The movement first gained considerable traction on Twitter through the hashtag #HartalDoktorKontrak.

Before the strike on July 26, the group is also expected to submit a memorandum the the Ministry of Health tomorrow (July 1), followed by a media conference to highlight what some have described as “modern-day slavery”.


What is a ‘hartal’?

The word “hartal” has its roots in the Gujarati language from the Indian state of Gujarat in the Indian subcontinent.

It generally signifies the closing down of shops and warehouses with the goal of satisfying a demand, with the term effectively institutionalised when then anti-colonial activist Mahatma Gandhi ― who hailed from Gujarat ― used the term to refer to his pro-independence general strikes.

Hartal was used for the first time in Malaya by the left-wing coalition, Putera-AMCJA (Pusat Tenaga Ra’ayat and the All-Malaya Council of Joint Action) as a weapon against the British colonialism in 1947 when it protested the formation of the Malayan Union.

In Malaysia, the word has been used to signify a strike as a way to express dissent.

What is a contract doctor?

A “contract doctor”, by definition, is a medical officer appointed through a tenure scheme implemented by the Public Service Commission that is managed by the Public Service Department (JPA) and the Health Ministry.

This system was introduced by the Najib administration in December 2016 after it was announced as part of Budget 2017.

The contractual appointment is given in two stages: three year for medical graduates’ housemanship completion in the first stage and an additional two years given to fully registered medical officers if not absorbed permanently.

No third extension is given.

For those who underwent their housemanship abroad, they are only offered a contractual appointment once for a period of two-years upon their return to Malaysia.
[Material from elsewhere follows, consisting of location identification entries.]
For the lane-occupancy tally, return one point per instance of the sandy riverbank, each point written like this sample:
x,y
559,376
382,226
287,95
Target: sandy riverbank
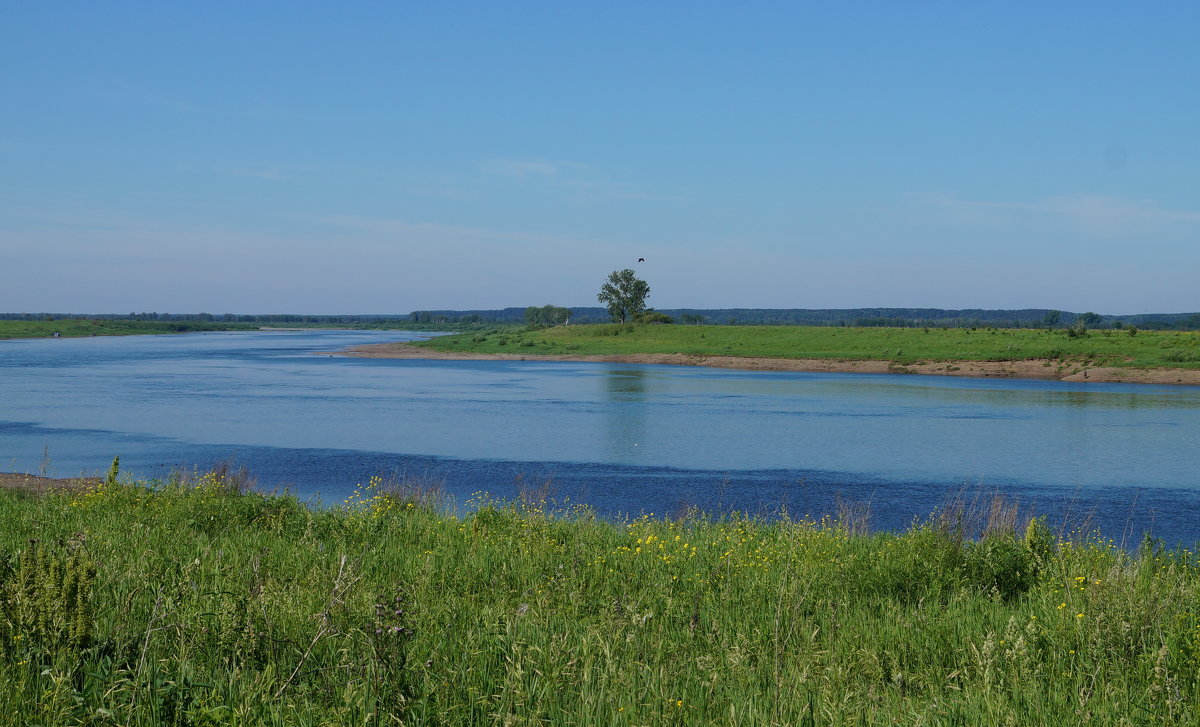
x,y
1033,368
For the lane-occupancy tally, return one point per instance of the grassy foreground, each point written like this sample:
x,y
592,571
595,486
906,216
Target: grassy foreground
x,y
901,346
190,604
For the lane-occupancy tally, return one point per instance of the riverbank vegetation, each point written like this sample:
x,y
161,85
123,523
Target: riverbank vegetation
x,y
123,326
1126,347
197,602
91,326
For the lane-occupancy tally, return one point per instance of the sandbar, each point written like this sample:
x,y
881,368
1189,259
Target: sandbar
x,y
1026,368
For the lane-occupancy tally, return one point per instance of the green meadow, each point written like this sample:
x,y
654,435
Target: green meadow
x,y
899,344
87,326
197,602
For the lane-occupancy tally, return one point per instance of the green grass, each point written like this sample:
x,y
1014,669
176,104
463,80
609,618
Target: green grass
x,y
83,326
901,346
193,605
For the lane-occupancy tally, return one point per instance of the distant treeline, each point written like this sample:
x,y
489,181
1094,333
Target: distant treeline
x,y
1023,318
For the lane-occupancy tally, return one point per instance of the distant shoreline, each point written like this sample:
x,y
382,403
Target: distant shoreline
x,y
1030,368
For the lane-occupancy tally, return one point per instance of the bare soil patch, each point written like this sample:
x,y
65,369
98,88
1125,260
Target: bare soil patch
x,y
1031,368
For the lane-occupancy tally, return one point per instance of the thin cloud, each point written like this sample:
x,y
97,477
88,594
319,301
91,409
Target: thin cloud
x,y
523,168
1091,212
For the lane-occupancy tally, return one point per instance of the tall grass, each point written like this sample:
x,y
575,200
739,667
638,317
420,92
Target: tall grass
x,y
199,602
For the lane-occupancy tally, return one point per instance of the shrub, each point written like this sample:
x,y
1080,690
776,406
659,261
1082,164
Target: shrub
x,y
1000,565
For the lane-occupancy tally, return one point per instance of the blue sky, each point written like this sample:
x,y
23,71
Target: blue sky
x,y
394,156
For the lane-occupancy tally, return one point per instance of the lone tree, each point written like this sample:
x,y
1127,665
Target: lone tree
x,y
624,294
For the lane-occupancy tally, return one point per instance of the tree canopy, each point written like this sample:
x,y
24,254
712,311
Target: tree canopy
x,y
624,294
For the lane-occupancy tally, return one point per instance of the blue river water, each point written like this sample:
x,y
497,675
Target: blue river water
x,y
622,438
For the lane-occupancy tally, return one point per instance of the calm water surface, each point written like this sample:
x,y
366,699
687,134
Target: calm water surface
x,y
623,438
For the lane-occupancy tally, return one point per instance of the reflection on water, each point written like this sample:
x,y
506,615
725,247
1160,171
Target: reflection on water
x,y
627,434
624,414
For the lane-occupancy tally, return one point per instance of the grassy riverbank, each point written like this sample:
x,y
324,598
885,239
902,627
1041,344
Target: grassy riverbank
x,y
87,326
899,346
195,605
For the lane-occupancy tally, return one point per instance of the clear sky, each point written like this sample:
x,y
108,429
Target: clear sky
x,y
382,157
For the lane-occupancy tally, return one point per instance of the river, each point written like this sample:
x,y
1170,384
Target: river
x,y
621,438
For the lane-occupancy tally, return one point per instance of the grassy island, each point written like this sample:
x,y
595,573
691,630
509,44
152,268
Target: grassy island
x,y
195,602
899,346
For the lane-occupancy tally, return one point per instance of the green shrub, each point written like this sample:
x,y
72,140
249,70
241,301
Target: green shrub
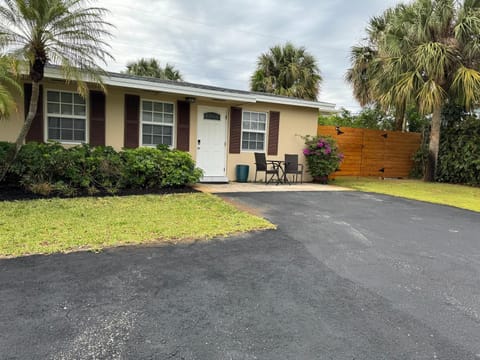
x,y
51,168
322,155
459,155
155,168
459,152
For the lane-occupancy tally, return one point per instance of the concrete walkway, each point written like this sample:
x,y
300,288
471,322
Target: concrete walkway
x,y
235,187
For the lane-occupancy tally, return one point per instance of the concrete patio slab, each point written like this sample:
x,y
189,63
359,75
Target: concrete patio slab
x,y
236,187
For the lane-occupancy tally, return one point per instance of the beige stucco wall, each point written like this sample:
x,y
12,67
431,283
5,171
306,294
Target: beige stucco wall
x,y
294,123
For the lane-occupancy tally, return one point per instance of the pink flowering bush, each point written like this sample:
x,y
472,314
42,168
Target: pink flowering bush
x,y
322,155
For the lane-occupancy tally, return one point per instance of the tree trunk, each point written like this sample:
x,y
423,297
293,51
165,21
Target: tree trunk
x,y
400,116
434,144
32,110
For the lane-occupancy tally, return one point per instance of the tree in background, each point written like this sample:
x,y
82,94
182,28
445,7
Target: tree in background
x,y
8,83
430,57
374,117
62,32
366,75
152,68
287,70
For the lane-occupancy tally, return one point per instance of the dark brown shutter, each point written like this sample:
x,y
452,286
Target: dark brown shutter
x,y
97,118
273,129
36,129
183,125
132,121
235,130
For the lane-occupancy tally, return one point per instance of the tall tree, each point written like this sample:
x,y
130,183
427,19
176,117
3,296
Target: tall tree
x,y
436,62
8,84
152,68
63,32
429,55
366,74
287,70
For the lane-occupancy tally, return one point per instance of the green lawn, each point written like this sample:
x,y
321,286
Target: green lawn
x,y
465,197
63,225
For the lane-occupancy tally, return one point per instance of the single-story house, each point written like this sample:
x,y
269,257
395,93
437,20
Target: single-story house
x,y
219,127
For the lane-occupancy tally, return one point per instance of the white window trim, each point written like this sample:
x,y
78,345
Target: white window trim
x,y
45,118
174,125
267,121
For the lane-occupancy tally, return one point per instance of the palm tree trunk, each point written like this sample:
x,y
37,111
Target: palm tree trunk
x,y
32,111
400,116
434,144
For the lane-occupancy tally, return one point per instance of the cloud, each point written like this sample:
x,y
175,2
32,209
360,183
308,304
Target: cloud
x,y
218,43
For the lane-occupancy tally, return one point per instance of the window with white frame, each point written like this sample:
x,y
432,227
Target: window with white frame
x,y
66,117
157,123
254,125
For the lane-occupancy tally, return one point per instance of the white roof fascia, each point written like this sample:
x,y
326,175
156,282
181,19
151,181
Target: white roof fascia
x,y
324,106
175,89
55,73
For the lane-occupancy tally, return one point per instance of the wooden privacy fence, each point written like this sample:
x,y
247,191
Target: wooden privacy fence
x,y
374,152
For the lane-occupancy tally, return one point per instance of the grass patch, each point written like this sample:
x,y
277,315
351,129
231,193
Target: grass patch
x,y
464,197
62,225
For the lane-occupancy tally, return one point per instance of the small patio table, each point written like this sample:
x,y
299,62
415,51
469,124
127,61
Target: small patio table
x,y
281,176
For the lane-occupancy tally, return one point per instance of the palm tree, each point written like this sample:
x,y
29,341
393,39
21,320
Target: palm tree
x,y
171,73
62,32
8,83
366,75
435,62
152,68
287,70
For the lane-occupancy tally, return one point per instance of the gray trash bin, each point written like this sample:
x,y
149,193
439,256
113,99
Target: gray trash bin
x,y
242,173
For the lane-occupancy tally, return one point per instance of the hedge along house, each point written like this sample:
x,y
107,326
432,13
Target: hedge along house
x,y
219,127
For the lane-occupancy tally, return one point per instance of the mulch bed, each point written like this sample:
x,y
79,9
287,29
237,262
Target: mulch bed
x,y
11,193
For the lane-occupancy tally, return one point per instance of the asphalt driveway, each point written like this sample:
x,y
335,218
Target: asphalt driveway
x,y
346,276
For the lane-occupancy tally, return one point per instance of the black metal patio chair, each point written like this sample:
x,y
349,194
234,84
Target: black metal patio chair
x,y
293,167
261,164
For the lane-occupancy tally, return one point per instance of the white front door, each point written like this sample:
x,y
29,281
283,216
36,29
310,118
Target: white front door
x,y
212,143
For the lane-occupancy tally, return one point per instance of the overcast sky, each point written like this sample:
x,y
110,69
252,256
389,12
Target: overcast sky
x,y
218,42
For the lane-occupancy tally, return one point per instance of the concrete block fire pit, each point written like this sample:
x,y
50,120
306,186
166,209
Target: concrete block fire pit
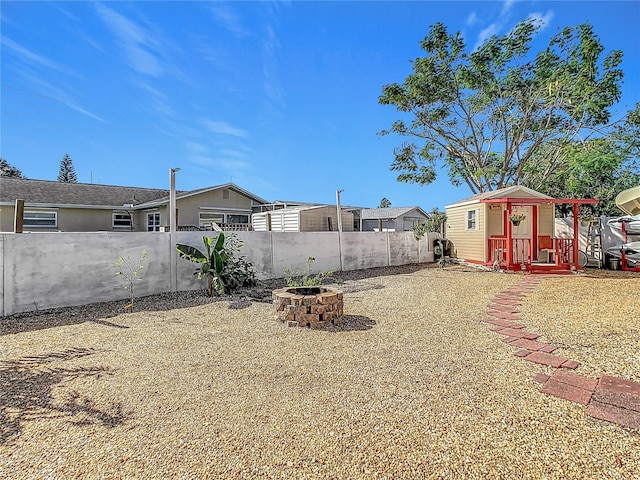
x,y
312,307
Those who are not absorbed into the permanent scheme are considered terminated and must leave the public sector.


Why are they planning for a strike?

One of the key issues plaguing the contract system is the inability for affected medical graduates to qualify for specialist training through the Health Ministry’s sponsored “Masters programme” as it is exclusively for those with permanent postings.

Although there remains an alternative called the “parallel pathway” where trainees may opt for one of the programmes of the Royal Colleges of the United Kingdom or Ireland, many without government assistance are unable to shoulder the financial burden of accompanying tuition fees.

A medical graduate who is unable to choose either method as career advancement could find themselves unemployed once their contract ends, which may inadvertently lead to a shortage of potential medical doctor candidates in the public health sector.

This also caused uncertainty over their employment in the government service and future as healthcare professionals.

There also exists inequality as contract doctors do not receive similar welfare benefits such as “hazard leave” and wages enjoyed by their fellow peers with permanent status.

Bipartisan political support

As the campaign gained momentum, politicians from both sides of the divide have also lent their voices and endorsed the group’s struggle.

Among them were Umno deputy president Datuk Seri Mohamad Hassan, Pematang Pauh MP Nurul Izzah Anwar and Malaysian United Democratic Alliance (Muda) founder Syed Saddiq Syed Abdul Rahman.

However, the campaign has also met with objections from the Malaysian Medical Association (MMA), which have said such action was unacceptable with the Covid-19 pandemic ongoing.

Instead, the MMA’s Section for Housemen and Medical Officers (SCHOMOS) said it planned for a day of solidarity for contract doctors and reassured them that they were currently working with the authorities to resolve their issues.

“MMA SCHOMOS would like to advise members of our fraternity against a work strike. The consequences of doing so can be disastrous and we remain with our stand that we do not condone a work strike and do not want patient care to be compromised at any point in time, especially so during a pandemic,” it said in a Facebook post.

Yesterday, MMA had also extended its call for the public to change their social media profile photos to black or monochrome, to join its “Code Black” campaign urging medical officers to wear black in support of the contract doctors.